Nüchtern und auf ihren originären Verwendungszweck beschränkt – so ließen sich die deutschen Streitkräfte noch nie betrachten. Schon Altkanzler Adenauer sah die Wiederbewaffnung nicht isoliert, sondern in ihr das Vehikel für die Westintegration und damit als einen Zweck an, der außerhalb der bloßen Verteidigungsfähigkeit lag. Im Unterschied zu heute steckte in den Streitkräften bis zur Wiedervereinigung aber noch das, was man abstrakt generell von ebensolchen erwarten darf: Eine hinreichend ausgerüstete und daher schlagkräftige Truppe.
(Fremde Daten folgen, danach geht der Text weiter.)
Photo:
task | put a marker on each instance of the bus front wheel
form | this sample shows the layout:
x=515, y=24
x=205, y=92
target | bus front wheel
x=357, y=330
Diese nahm insbesondere im Bereich des Gefechts der verbundenen Waffen eine herausragende Rolle im westlichen Bündnis ein und war damit ein unverzichtbares Element für den erprobten Ernstfall, der darin bestanden hätte, heimischen Grund- und Boden sowie die freiheitliche Lebensweise mit Waffengewalt zu verteidigen.
Der Wiedervereinigung folgten substantielle Einsparungen, nicht enden wollende Reformen an deren Spitze die Abschaffung der Wehrpflicht stand, die stets flankiert waren von einer einträchtigen, kollektiven Interesselosigkeit der Öffentlichkeit. Die Bundeswehr bekam etwas museumsdorfartiges, das man vorhält, weil es die anderen Staaten auch haben, ohne aber sich die Frage zu stellen wofür. Dass das Grundgesetz den Zweck der Streitkräfte namentlich Verteidigung in Art. 87a Abs.1 S.1 klar benennt, hat sich in diesem Zusammenhang in einer nicht weiter beachteten Randnotiz erschöpft.
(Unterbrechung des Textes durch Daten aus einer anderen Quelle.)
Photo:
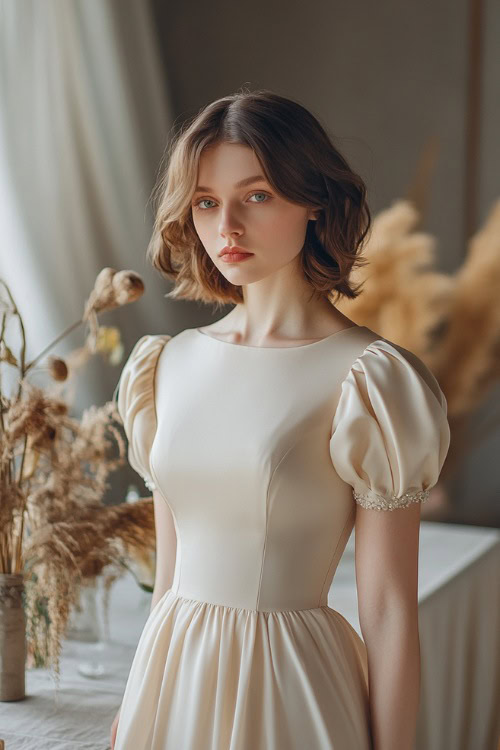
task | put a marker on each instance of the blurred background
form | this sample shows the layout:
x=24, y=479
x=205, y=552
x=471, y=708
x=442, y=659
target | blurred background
x=91, y=89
Die Bilder könnten Teile der Bevölkerung beunruhigen …
Dabei ist der heutige Zustand der Truppe nur bedingt das Ergebnis von Versäumnissen. So besteht in bestechender Weise eine Kongruenz zwischen dem materiellen Zustand der Streitkräfte auf der einen und den Orten, an denen selbige entsandt werden, auf der anderen Seite. Nur ist es schwer zu ermitteln, welches Ereignis conditio sine qua non für das jeweils andere ist: Die unzureichende Ausrüstung als Ausgangspunkt dafür, die potentiellen Einsatzorte auf solche zu reduzieren, bei denen keine nennenswerte Gefahr droht oder die Auswahl des Einsatzortes als Begründung für hieraus hervorgehende materielle Unzulänglichkeiten.
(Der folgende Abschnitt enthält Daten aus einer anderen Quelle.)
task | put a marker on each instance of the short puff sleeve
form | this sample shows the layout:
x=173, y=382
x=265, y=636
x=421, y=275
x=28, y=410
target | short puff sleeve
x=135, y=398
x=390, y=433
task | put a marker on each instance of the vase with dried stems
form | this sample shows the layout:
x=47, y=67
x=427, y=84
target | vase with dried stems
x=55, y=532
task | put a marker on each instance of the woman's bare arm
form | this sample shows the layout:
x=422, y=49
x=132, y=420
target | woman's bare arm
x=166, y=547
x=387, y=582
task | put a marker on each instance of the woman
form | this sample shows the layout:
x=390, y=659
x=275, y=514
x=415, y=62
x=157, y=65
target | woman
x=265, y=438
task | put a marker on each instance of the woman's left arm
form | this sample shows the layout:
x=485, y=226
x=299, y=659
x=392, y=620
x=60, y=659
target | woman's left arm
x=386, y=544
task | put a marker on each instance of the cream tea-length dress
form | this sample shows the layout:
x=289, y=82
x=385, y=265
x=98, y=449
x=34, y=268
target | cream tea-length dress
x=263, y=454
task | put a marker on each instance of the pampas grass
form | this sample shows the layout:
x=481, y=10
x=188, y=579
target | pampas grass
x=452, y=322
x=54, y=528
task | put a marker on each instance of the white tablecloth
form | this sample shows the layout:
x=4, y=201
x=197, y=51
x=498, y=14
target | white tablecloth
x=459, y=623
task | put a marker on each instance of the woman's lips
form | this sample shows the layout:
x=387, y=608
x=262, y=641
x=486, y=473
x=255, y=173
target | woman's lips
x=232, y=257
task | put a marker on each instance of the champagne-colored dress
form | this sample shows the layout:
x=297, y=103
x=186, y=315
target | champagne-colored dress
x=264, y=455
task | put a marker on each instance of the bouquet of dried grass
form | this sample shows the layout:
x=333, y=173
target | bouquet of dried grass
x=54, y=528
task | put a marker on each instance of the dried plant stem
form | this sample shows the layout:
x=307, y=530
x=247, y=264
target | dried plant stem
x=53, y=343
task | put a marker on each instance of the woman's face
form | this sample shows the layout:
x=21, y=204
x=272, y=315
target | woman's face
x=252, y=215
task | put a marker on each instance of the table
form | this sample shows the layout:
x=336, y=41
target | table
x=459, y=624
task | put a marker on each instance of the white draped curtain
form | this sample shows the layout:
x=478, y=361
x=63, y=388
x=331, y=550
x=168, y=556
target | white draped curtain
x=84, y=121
Mit Blick auf den Einsatzort ist Präzision geboten. Natürlich handelt es sich bei Afghanistan und Mali um Länder mit erheblichem Gefährdungspotential. Dies ist jedoch nur untergeordnet bis gar nicht an den Orten vorhanden, wo die Bundeswehr stationiert ist. In Mali sowie in Afghanistan (zeitweise mit Ausnahme des einstigen Feldlagers Kundus sowie der Außenposten Höhe 431 und 432) ist die Bundeswehr an Orten stationiert, deren Gefährdungspotential sich nicht nennenswert von dem der heimischen Kaserne in Deutschland unterscheidet. Der Grund hierfür ist nicht bei der Bundeswehr selbst zu finden, sondern bei den verantwortlichen Primaten in Gestalt des BMVg und des Parlaments. Dort hat sich eine Kultur des partei- und institutionsübergreifenden Unwillens ausgeprägt, das Militär entlang seines originären Verwendungszweck im bewaffneten Kampf einzusetzen (obwohl dies am Beispiel Mali nach der entsprechenden UN-Resolution sogar möglich wäre), bzw., sofern es außerplanmäßig in einen solchen gerät, diesen als das zu bezeichnen was er ist. Für beides finden sich in den Nuller- und Zehnerjahren eine Reihe von Belege.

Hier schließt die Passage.